In the past, thousands of officers were forced to use their own mobile phones to record evidence at crime scenes and conduct basic investigative work.
It follows a number of high-profile misconduct investigations which saw several police officers use their own mobile phones to send inappropriate messages and share crime scene pictures.
In December last year, officers Deniz Jaffer and Jamie Lewis were jailed for almost three years after they were found to have taken and shared photos from a murder scene.
A court heard the pair had ‘dehumanised’ the two black victims – Nicole Smallman and Bibaa Henry – by sharing photos of their bodies in two WhatsApp groups.
Deniz Jaffer (left) and Jamie Lewis (right) were police constables assigned to guard the murder scene of Nicole Smallman and Bibaa Henry and shared images on Whatsapp while on duty
And last week the Scotland Yard chief announced plans to begin ‘pushing back’ on dealing with non-police issues such as mental health callouts as he revealed that only 22 per cent of calls to Britain’s biggest police force are actually about crime.
He told delegates at the joint annual summit of the National Police Chiefs’s Council and the Association of Police and Crime Commissioners that he is looking at ways that the force can stop sending officers to sit with patients in mental health crisis as they wait in A&E, and to certain welfare checks.
Sir Mark said that officers are wasting time form-filling and claimed that the force had suffered ‘death by 1,000 paper cuts’ because of the levels of bureaucracy involved in recording crime.

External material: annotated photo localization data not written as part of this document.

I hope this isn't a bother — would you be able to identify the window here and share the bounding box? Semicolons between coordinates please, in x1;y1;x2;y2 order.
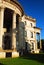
25;31;27;37
31;32;33;38
32;43;34;50
36;33;40;49
25;21;26;25
30;23;32;27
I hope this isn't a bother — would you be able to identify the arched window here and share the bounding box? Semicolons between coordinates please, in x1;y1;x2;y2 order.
31;32;33;38
36;33;40;49
25;21;26;25
30;23;32;27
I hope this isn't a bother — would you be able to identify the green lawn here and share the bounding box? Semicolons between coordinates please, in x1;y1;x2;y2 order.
0;54;44;65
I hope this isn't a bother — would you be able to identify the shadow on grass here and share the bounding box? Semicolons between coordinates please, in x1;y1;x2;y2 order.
0;63;4;65
21;53;44;64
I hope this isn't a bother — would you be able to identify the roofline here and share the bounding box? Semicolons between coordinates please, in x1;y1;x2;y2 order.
3;0;24;16
24;15;36;22
10;0;24;16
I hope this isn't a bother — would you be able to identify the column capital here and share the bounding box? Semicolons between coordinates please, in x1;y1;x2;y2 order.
13;11;16;14
0;6;5;9
13;12;16;23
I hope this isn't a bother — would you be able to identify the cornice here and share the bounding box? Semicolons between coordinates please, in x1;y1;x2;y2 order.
3;0;24;16
24;15;36;22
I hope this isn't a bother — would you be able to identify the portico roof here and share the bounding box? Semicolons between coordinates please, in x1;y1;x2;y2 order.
3;0;24;16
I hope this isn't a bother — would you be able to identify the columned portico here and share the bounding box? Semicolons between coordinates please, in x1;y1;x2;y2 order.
0;0;24;58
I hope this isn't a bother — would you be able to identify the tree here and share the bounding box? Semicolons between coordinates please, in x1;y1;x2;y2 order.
41;39;44;52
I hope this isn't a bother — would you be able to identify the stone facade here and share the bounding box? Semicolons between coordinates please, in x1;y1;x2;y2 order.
0;0;41;58
21;15;41;53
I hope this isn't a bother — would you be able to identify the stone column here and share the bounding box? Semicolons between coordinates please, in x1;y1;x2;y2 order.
0;7;5;50
34;32;37;53
12;12;16;51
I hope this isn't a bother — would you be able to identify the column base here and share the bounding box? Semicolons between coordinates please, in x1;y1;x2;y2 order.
34;49;40;53
30;49;40;53
0;52;6;58
12;51;19;58
0;50;19;58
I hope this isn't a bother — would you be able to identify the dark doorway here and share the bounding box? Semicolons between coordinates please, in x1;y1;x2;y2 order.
3;35;11;50
6;52;12;57
3;8;13;50
16;14;20;50
3;8;13;32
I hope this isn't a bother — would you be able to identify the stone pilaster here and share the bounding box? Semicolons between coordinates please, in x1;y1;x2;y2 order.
12;12;16;51
34;32;37;53
0;7;5;50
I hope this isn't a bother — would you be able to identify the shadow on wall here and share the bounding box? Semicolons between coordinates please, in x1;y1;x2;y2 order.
17;22;32;56
16;21;25;51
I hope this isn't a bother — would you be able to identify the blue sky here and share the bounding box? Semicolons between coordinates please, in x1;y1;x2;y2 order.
18;0;44;39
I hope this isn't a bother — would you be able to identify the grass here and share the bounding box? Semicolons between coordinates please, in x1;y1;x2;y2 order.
0;54;44;65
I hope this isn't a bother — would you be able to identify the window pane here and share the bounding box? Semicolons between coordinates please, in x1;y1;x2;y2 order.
31;32;33;38
25;21;26;25
32;43;34;50
30;23;32;27
36;33;40;49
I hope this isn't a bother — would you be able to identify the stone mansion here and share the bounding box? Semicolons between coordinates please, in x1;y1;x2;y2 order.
0;0;41;58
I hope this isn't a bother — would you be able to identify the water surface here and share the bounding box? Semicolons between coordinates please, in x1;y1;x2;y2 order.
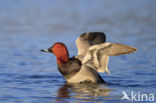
0;0;156;103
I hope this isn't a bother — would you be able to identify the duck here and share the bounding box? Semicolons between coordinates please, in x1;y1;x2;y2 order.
41;32;137;83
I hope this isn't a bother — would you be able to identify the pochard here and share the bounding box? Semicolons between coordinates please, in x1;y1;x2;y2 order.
41;32;137;83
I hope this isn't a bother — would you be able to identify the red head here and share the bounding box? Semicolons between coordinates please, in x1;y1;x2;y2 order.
41;42;69;64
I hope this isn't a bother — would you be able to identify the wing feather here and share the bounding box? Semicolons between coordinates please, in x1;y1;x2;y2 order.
82;43;137;73
76;32;106;56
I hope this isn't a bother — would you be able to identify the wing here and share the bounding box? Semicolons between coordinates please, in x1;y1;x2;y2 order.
82;43;137;73
80;32;106;44
76;32;106;56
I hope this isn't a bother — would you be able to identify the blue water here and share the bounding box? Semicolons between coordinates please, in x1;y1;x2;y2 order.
0;0;156;103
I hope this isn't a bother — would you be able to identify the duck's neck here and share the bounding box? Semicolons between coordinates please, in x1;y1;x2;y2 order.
57;56;69;65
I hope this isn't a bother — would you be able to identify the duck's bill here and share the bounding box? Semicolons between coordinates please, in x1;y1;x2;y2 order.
40;48;52;53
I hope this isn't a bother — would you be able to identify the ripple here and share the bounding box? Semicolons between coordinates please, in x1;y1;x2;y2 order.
0;0;156;103
28;75;55;79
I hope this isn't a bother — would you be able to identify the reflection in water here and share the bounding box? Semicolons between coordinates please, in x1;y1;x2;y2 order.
57;83;71;98
56;82;112;102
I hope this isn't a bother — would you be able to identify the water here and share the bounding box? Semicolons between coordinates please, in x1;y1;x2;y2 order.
0;0;156;103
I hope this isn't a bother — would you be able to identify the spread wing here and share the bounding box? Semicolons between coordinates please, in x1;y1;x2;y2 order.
82;43;137;73
79;32;106;44
76;32;106;56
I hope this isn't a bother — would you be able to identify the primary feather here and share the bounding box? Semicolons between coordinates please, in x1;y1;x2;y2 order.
82;43;137;73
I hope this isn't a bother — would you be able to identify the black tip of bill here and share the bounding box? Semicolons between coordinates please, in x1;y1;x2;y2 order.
40;49;49;52
40;48;52;53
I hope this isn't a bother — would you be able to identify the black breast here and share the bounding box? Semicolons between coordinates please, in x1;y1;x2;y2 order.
58;57;82;79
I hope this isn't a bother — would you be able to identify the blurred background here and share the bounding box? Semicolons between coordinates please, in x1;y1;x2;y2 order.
0;0;156;103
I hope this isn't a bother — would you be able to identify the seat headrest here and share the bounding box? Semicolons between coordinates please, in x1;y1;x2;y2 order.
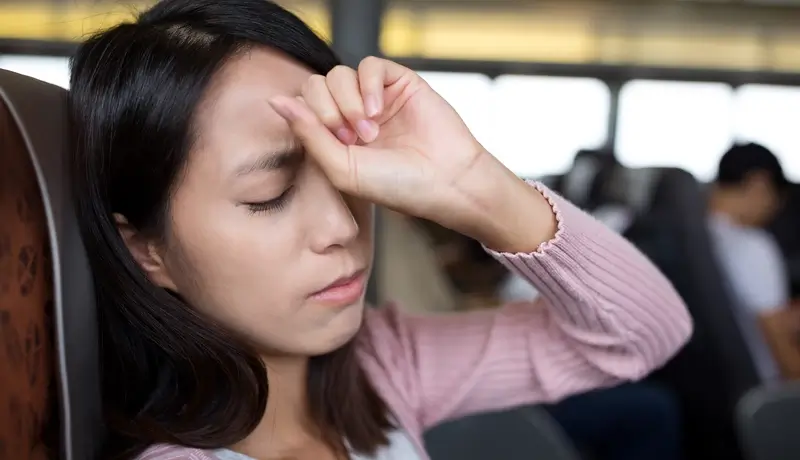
601;166;663;215
0;69;103;460
561;154;602;206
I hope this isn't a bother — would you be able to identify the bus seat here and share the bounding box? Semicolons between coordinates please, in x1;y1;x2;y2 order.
424;405;581;460
542;149;618;211
0;70;57;460
599;166;758;460
737;382;800;460
0;69;103;460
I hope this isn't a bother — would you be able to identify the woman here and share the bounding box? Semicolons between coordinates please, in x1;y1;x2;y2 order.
68;1;693;459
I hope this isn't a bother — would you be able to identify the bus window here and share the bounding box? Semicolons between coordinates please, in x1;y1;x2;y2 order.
0;55;70;89
417;71;494;154
735;84;800;181
616;80;734;181
491;75;610;178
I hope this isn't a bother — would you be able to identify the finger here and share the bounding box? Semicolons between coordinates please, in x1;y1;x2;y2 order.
326;65;379;143
357;56;411;118
268;95;354;191
302;74;357;145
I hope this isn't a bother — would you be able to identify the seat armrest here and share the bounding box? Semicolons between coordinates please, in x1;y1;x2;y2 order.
737;382;800;460
424;405;581;460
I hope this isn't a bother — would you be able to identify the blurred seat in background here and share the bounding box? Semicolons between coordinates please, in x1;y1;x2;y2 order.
737;382;800;460
424;401;581;460
0;69;102;460
594;164;761;460
539;148;619;210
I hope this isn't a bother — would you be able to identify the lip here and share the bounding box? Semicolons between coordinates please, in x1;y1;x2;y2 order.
310;270;367;306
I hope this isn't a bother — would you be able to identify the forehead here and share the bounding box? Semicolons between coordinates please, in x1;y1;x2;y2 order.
190;47;314;176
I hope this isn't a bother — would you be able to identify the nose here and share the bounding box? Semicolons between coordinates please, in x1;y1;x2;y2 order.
306;167;360;254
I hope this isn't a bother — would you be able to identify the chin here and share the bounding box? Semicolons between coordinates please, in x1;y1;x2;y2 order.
308;299;366;355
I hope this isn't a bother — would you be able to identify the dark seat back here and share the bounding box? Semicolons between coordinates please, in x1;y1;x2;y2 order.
424;406;581;460
737;382;800;460
0;69;103;460
600;166;759;460
543;150;619;210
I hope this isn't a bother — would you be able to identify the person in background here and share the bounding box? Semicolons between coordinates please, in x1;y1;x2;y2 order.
708;142;790;380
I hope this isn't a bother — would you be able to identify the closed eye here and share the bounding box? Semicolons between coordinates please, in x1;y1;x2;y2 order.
243;185;295;215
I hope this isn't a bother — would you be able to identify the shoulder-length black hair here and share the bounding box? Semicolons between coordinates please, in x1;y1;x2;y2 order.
68;1;392;458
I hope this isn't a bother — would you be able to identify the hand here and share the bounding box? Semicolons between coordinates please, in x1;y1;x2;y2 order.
269;57;556;251
269;58;488;227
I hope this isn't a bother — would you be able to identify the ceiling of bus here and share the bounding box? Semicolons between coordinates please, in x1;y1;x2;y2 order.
2;0;800;71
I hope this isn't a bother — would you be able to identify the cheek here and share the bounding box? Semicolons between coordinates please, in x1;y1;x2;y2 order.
164;218;366;355
165;202;304;326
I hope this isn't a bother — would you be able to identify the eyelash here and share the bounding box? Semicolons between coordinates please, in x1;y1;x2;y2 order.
244;186;295;215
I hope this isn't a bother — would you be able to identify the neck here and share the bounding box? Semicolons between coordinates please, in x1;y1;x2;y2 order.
709;187;749;226
232;355;320;457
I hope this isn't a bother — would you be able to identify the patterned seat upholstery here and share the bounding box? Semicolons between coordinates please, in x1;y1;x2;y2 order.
0;69;102;460
0;72;57;460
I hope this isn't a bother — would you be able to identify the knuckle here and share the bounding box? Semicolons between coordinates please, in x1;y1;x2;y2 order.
359;56;381;69
303;74;326;94
326;65;354;81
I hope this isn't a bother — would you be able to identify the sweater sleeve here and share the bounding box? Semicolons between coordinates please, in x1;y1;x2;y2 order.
357;182;693;429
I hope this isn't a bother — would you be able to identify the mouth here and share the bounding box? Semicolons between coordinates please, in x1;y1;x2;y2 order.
310;269;368;306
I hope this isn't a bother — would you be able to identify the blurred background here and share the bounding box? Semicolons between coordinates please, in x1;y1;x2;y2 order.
2;0;800;181
3;1;800;460
1;0;799;178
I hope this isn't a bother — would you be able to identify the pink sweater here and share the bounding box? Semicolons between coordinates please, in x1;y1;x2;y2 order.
138;183;693;460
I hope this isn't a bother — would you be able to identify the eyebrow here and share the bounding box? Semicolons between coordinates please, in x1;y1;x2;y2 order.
235;145;304;177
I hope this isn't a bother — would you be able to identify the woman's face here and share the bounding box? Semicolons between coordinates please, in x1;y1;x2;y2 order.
151;48;373;356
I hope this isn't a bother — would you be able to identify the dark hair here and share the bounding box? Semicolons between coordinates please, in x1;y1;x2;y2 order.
68;0;392;458
716;142;788;191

He told reporters: ‘Some of the officers I talked to are more worried about getting in trouble for not filling in forms correctly than they are confronting dangerous people on the streets.’

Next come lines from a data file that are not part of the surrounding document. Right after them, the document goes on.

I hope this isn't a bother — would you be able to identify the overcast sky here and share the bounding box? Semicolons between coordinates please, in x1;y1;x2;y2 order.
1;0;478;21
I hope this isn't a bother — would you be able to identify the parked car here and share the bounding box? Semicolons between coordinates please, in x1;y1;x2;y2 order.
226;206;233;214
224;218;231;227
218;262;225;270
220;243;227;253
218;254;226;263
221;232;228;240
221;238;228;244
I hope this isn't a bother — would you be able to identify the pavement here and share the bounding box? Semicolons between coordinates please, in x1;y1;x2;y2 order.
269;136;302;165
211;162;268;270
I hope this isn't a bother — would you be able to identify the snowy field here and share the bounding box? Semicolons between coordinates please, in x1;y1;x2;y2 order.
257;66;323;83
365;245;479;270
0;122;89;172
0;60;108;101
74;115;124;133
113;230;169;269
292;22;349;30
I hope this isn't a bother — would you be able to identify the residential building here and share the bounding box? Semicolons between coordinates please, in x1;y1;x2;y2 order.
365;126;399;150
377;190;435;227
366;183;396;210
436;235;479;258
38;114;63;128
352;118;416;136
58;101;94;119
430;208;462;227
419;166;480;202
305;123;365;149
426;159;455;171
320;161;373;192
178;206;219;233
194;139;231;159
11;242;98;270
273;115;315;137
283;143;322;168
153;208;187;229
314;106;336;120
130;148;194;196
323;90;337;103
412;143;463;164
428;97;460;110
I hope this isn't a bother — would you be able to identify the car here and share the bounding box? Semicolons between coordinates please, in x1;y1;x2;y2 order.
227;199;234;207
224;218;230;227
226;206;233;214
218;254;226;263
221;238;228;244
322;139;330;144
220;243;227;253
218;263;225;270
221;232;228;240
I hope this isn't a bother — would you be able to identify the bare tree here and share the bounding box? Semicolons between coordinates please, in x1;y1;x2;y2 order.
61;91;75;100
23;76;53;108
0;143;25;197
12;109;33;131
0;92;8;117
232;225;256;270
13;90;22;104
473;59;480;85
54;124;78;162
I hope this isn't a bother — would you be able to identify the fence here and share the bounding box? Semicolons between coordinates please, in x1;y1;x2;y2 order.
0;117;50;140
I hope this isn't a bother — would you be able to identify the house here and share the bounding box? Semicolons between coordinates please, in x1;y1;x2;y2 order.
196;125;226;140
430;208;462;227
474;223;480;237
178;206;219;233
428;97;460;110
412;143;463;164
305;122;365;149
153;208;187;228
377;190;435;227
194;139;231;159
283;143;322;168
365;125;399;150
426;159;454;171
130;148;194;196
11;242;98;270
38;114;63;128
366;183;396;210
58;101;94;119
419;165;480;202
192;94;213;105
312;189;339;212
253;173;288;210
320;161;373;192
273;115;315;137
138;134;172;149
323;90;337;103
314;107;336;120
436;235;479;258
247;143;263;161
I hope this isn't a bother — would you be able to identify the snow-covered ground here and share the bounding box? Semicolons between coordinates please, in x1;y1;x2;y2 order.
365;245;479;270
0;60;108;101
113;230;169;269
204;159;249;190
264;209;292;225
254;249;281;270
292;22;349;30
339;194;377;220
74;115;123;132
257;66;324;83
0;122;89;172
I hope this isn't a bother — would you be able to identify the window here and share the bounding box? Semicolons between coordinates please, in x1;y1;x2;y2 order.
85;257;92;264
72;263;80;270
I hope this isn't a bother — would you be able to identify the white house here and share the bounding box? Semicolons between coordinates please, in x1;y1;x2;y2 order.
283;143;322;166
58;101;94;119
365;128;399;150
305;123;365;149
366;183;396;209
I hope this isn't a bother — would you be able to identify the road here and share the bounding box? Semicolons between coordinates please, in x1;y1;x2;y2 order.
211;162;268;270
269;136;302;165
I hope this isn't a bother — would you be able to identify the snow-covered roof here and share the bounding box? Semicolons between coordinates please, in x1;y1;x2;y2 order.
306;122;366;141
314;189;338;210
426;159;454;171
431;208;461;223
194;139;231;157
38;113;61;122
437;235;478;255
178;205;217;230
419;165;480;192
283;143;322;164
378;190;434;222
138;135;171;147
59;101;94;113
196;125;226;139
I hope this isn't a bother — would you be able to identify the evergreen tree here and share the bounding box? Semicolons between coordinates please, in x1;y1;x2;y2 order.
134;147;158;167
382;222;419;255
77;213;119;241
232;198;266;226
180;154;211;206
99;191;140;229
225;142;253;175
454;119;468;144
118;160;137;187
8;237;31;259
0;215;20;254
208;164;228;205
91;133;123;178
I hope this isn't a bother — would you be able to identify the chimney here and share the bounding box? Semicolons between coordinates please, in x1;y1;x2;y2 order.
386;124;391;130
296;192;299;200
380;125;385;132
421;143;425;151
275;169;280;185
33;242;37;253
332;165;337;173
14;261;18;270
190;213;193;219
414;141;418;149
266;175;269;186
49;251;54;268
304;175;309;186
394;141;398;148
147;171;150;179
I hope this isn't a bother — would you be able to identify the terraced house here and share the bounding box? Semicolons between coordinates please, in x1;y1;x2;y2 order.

Home Secretary Suella Braverman (pictured with Sadiq Khan and Mark Rowley) told the summit she would ‘take the scissors to any red tape that gets in your way’
Home Secretary Suella Braverman told the summit she would ‘take the scissors to any red tape that gets in your way’.
She said: ‘I am concerned that crime recording requirements can be seen as too complex and burdensome.
‘I am committed to working with the police to see how recording can be simplified without compromising on putting victims first.
‘I also want to see policing and the National Health Service work better together to support individuals experiencing acute mental health distress so that people in need of medical help get the right care at the right time, while also reducing inappropriate demand on policing.’